The new fares will balance transportation and economic development needs of region with toll and fare payers' economic realities, according to the PA press release.
The agency has approximately $14 billion in debt, Reuters reported.
The Capital Plan was recommended by governors Chris Christie of New Jersey and Andrew Cuomo of New York. They wrote in a letter to the PA that the hikes be made on the condition of a stringent audit of the Port Authority practices that led to the fiscal mismanagement that made these increases the only financially solvable solution in the first place.
The reports of cost overruns, excessive overtime, and exorbitant spending must stop immediately, Christie and Cuomo wrote in the joint letter. We will assure that every toll dollar is well spent and waste and abuse is immediately attacked. This audit will be twofold-it will focus on both a financial audit of the authority's 10-year capital plan to further reduce its size and cost and a top to bottom management review of the authority's finances and operations to find ways to lower costs as well as increase efficiencies.

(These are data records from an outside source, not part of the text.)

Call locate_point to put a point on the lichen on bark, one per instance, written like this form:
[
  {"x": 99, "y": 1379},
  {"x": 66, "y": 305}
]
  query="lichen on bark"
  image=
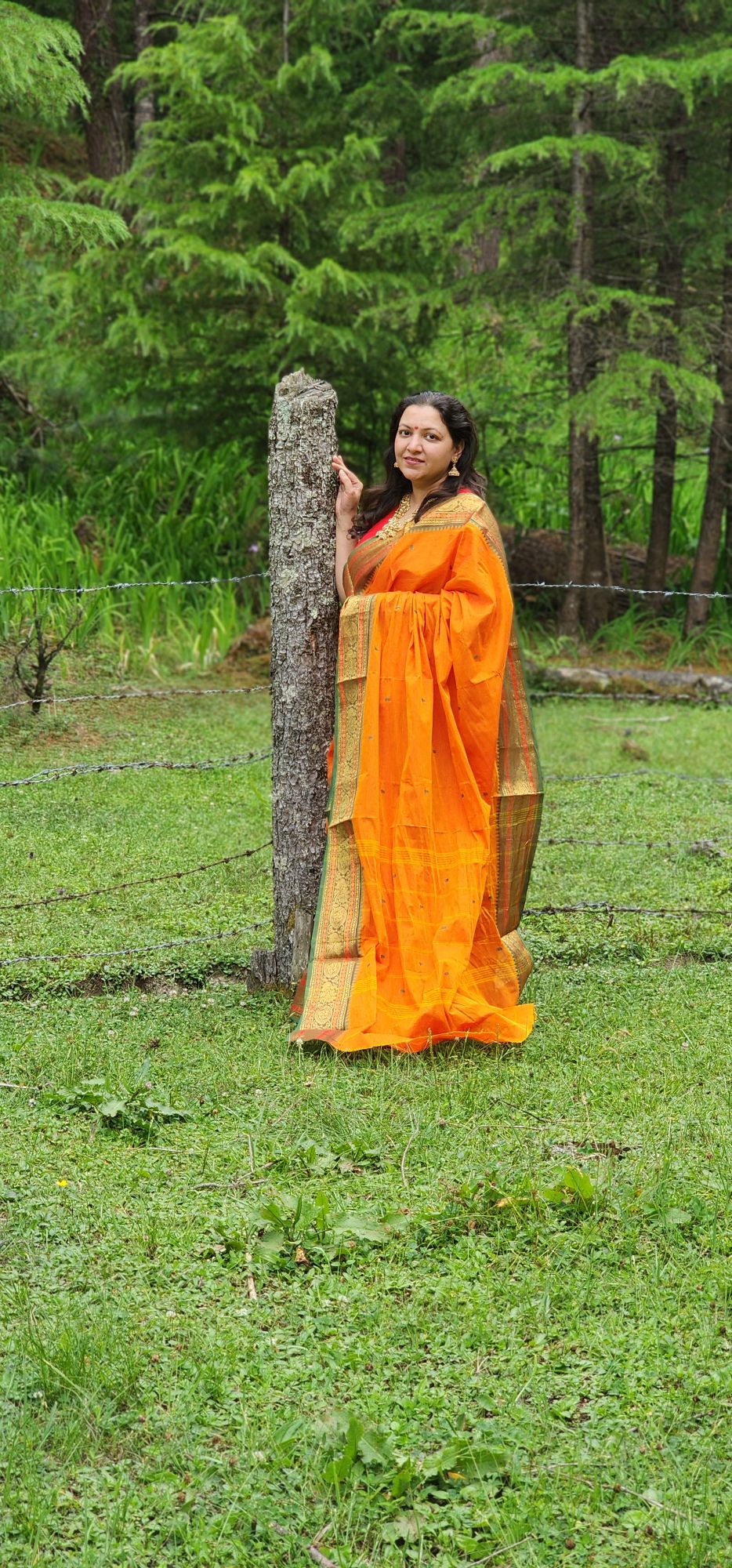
[{"x": 305, "y": 614}]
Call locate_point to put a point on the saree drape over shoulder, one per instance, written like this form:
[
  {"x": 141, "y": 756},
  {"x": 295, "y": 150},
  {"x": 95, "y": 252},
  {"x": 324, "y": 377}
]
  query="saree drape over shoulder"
[{"x": 435, "y": 797}]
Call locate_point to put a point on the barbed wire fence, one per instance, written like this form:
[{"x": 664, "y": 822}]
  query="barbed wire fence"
[
  {"x": 711, "y": 848},
  {"x": 302, "y": 499}
]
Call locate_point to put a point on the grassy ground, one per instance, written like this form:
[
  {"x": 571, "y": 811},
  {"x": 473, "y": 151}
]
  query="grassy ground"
[{"x": 509, "y": 1337}]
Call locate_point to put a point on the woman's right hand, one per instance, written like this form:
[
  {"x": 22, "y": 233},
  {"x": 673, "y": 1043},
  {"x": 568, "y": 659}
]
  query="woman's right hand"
[{"x": 347, "y": 501}]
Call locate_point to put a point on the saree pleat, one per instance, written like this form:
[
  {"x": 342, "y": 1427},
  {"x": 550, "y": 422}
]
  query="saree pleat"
[{"x": 435, "y": 797}]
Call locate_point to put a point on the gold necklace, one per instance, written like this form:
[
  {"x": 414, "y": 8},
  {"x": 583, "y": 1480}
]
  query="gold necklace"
[{"x": 404, "y": 515}]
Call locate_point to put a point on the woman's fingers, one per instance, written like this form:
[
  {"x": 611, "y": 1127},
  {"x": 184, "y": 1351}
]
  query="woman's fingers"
[{"x": 346, "y": 476}]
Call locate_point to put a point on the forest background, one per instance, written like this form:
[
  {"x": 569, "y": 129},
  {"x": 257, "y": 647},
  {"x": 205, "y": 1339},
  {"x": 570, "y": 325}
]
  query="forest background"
[{"x": 529, "y": 206}]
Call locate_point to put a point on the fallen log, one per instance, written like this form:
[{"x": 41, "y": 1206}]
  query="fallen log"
[{"x": 540, "y": 556}]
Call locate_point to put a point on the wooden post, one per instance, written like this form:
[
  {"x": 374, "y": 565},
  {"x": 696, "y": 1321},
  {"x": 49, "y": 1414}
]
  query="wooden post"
[{"x": 305, "y": 612}]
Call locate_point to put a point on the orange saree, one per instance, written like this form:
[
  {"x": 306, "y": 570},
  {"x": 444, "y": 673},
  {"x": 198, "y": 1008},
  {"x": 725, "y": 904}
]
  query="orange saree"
[{"x": 435, "y": 797}]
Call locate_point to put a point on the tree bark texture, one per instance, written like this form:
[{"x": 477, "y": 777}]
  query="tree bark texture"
[
  {"x": 670, "y": 286},
  {"x": 145, "y": 103},
  {"x": 587, "y": 556},
  {"x": 305, "y": 614},
  {"x": 106, "y": 128},
  {"x": 717, "y": 495}
]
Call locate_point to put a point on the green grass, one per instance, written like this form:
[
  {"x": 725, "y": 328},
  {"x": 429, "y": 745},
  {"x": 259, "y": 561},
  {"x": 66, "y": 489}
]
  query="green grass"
[
  {"x": 159, "y": 514},
  {"x": 502, "y": 1376}
]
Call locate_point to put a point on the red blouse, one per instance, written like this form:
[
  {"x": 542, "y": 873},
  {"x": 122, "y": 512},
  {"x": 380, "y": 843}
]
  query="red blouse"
[{"x": 379, "y": 526}]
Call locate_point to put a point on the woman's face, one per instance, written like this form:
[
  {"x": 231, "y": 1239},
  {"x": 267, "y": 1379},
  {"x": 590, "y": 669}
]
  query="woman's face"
[{"x": 424, "y": 448}]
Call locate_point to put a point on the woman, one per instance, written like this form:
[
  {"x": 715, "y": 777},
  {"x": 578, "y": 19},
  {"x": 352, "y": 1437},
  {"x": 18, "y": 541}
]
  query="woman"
[{"x": 437, "y": 793}]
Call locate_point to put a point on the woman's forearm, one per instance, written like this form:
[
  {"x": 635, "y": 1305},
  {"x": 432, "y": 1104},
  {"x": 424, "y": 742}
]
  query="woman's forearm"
[{"x": 344, "y": 548}]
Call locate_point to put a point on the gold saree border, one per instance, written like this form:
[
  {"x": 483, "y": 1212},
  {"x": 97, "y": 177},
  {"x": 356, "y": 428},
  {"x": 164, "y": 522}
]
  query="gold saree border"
[{"x": 336, "y": 942}]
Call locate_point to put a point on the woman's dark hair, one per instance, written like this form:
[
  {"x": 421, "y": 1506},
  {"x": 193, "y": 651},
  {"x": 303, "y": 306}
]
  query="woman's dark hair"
[{"x": 382, "y": 499}]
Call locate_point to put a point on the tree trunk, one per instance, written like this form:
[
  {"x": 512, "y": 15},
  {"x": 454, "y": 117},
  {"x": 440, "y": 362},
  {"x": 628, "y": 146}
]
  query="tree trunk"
[
  {"x": 286, "y": 32},
  {"x": 587, "y": 537},
  {"x": 670, "y": 286},
  {"x": 305, "y": 614},
  {"x": 106, "y": 128},
  {"x": 596, "y": 564},
  {"x": 145, "y": 103},
  {"x": 717, "y": 493}
]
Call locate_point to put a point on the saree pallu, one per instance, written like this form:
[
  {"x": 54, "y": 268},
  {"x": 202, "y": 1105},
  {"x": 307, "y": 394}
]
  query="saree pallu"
[{"x": 435, "y": 797}]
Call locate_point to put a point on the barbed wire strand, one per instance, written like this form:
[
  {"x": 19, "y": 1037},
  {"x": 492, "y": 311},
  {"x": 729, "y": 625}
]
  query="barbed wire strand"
[
  {"x": 642, "y": 593},
  {"x": 205, "y": 764},
  {"x": 537, "y": 695},
  {"x": 139, "y": 766},
  {"x": 129, "y": 697},
  {"x": 636, "y": 774},
  {"x": 137, "y": 882},
  {"x": 601, "y": 907},
  {"x": 698, "y": 699},
  {"x": 125, "y": 953},
  {"x": 118, "y": 587},
  {"x": 214, "y": 583},
  {"x": 709, "y": 848}
]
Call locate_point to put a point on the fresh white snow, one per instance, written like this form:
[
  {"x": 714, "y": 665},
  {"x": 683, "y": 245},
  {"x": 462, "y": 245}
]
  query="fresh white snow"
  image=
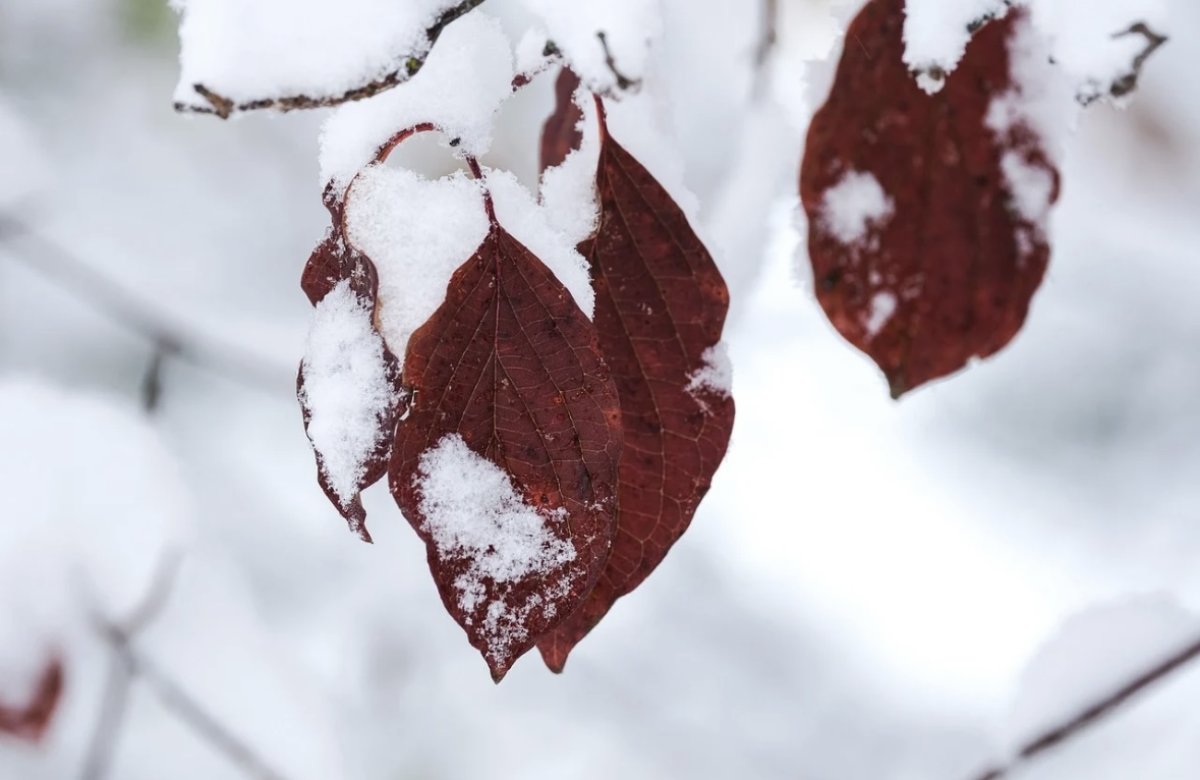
[
  {"x": 855, "y": 205},
  {"x": 417, "y": 231},
  {"x": 717, "y": 375},
  {"x": 466, "y": 78},
  {"x": 471, "y": 509},
  {"x": 346, "y": 389}
]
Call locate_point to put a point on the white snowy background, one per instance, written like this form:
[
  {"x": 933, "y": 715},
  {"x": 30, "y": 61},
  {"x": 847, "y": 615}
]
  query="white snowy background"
[{"x": 863, "y": 594}]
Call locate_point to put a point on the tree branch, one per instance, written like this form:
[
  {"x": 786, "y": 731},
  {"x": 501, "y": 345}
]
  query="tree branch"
[
  {"x": 408, "y": 65},
  {"x": 1074, "y": 726},
  {"x": 1128, "y": 82},
  {"x": 130, "y": 666}
]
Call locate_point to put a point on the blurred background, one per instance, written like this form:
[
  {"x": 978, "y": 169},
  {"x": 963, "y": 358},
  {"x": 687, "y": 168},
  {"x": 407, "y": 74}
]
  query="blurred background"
[{"x": 858, "y": 595}]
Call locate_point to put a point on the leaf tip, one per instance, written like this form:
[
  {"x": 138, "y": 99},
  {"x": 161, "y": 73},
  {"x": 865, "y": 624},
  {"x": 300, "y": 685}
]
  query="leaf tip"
[
  {"x": 357, "y": 520},
  {"x": 555, "y": 655},
  {"x": 499, "y": 670}
]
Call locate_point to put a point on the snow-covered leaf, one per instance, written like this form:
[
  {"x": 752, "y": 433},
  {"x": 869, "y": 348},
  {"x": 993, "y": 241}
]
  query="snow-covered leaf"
[
  {"x": 927, "y": 213},
  {"x": 507, "y": 462},
  {"x": 660, "y": 310},
  {"x": 348, "y": 385}
]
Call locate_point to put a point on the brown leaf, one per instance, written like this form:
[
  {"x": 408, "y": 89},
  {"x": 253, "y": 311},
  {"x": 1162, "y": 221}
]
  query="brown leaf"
[
  {"x": 561, "y": 135},
  {"x": 508, "y": 370},
  {"x": 947, "y": 271},
  {"x": 660, "y": 309},
  {"x": 30, "y": 719},
  {"x": 333, "y": 262}
]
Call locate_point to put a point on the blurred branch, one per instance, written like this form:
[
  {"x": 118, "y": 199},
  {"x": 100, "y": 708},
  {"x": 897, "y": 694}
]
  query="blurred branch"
[
  {"x": 130, "y": 666},
  {"x": 768, "y": 41},
  {"x": 114, "y": 701},
  {"x": 769, "y": 36},
  {"x": 411, "y": 65},
  {"x": 135, "y": 312},
  {"x": 623, "y": 82},
  {"x": 1091, "y": 715}
]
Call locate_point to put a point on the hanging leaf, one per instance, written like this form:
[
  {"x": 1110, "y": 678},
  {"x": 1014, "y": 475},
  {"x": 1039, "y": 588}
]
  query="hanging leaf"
[
  {"x": 561, "y": 135},
  {"x": 29, "y": 720},
  {"x": 660, "y": 309},
  {"x": 925, "y": 211},
  {"x": 507, "y": 463},
  {"x": 349, "y": 384}
]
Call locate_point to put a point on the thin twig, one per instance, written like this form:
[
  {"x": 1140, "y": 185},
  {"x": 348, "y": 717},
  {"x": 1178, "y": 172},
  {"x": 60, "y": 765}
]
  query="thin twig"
[
  {"x": 130, "y": 666},
  {"x": 407, "y": 66},
  {"x": 623, "y": 82},
  {"x": 1128, "y": 82},
  {"x": 118, "y": 634},
  {"x": 769, "y": 36},
  {"x": 131, "y": 310},
  {"x": 203, "y": 723},
  {"x": 1096, "y": 712},
  {"x": 113, "y": 708}
]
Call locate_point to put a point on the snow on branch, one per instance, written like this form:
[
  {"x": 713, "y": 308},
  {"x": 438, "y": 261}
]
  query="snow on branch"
[
  {"x": 1060, "y": 702},
  {"x": 327, "y": 55},
  {"x": 1097, "y": 46}
]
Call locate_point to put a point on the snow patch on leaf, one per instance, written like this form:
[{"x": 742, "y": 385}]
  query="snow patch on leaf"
[
  {"x": 715, "y": 376},
  {"x": 529, "y": 222},
  {"x": 936, "y": 34},
  {"x": 883, "y": 305},
  {"x": 855, "y": 205},
  {"x": 459, "y": 90},
  {"x": 347, "y": 390},
  {"x": 471, "y": 509},
  {"x": 417, "y": 231},
  {"x": 568, "y": 190}
]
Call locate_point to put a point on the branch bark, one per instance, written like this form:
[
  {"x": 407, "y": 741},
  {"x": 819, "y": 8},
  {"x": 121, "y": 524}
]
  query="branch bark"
[
  {"x": 407, "y": 66},
  {"x": 1091, "y": 715}
]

The increases are lower than what was originally proposed.
Tolls for cars that have E-ZPass will increase by $1.50 in September and then by 75 cents each year through the year 2015.
Cars that pay with cash will have the same increase, but they will also have to pay a $2 penalty fee for using cash to get through the tolls.
Trucks that use E-ZPass will pay an extra $2 per axle in September and an additional $2 per axle in December of each year from 2012 to 2015.
Trucks that go through tolls paying cash will have the same increase but will have an additional $3 per axle cash penalty.
PATH train fares will increase by 25 cents each year for the next four years.
The improvements to be made under the new toll and fare increases include rehabilitation of the Lincoln Tunnel helix, completion of the World Trade Center, airport runway and taxiway modernizations, and PATH Car, signal, and station modernizations.